Powered by electricity without being tethered to electrical outlets.

The Chevrolet Volt has gotten its EPA mpg ratings:

The equivalent of 93 miles per gallon (mpg-e) in combined city and highway driving while running on electricity alone.

37 mpg when running on juice from its onboard gasoline-powered generator.

Those will be the figures on the Volt’s window sticker when deliveries of the plug-in car begin next month. The Volt is priced at $41,000, though buyers may qualify for an up to $7,500 federal tax credit.

Earlier this week, the Nissan Leaf all-electric plug got a window-sticker rating of 99 mpg-e for combined city and highway driving. The Leaf has no onboard generator and Nissan estimates its range, subject to variables such as climate and drivers’ habits, at about 100 miles and then the car must be plugged in to recharge.

The Volt can go 25 to 50 miles on electricity alone, also subject to variables, then a 1.4-liter gasoline engine kicks in to provide juice for the electric motor, making its range the same as a non-electric car — a capability General Motors has advertised as eliminating “range anxiety.” To electric car purists, however, that makes it not a fully electric car.

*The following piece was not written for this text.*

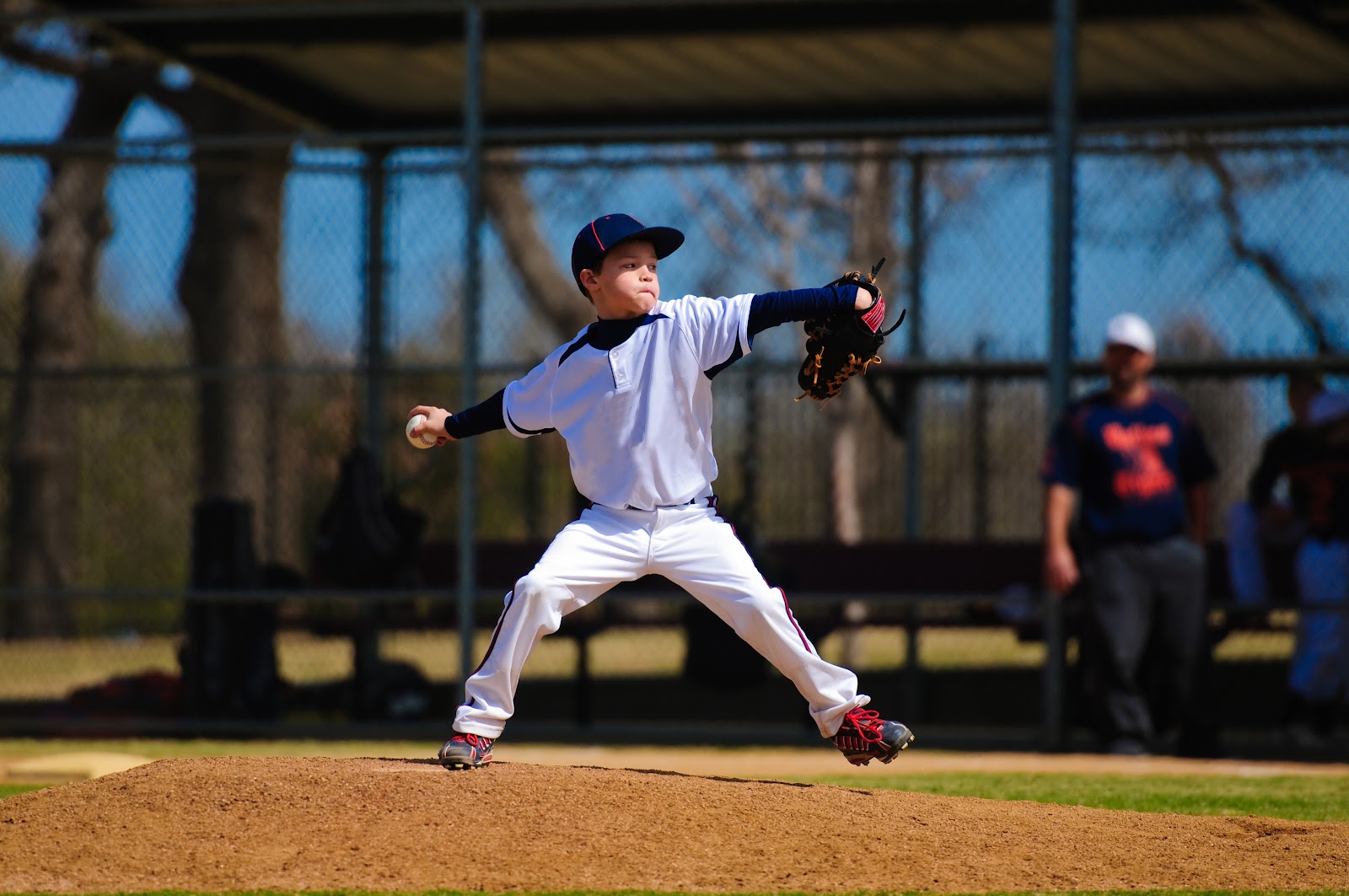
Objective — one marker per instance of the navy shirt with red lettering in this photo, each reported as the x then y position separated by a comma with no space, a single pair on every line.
1132,466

The ratings means potential buyers needs to look closely at their driving needs. Owners who can do much or all of their typical daily driving on electricity and plug in at night will get stellar mileage. But if they needs to use the gas-engine generator much of the time, a conventional (and cheaper) hybrid, as well as several regular gas-engine (and much cheaper) cars would provide similar fuel efficiency.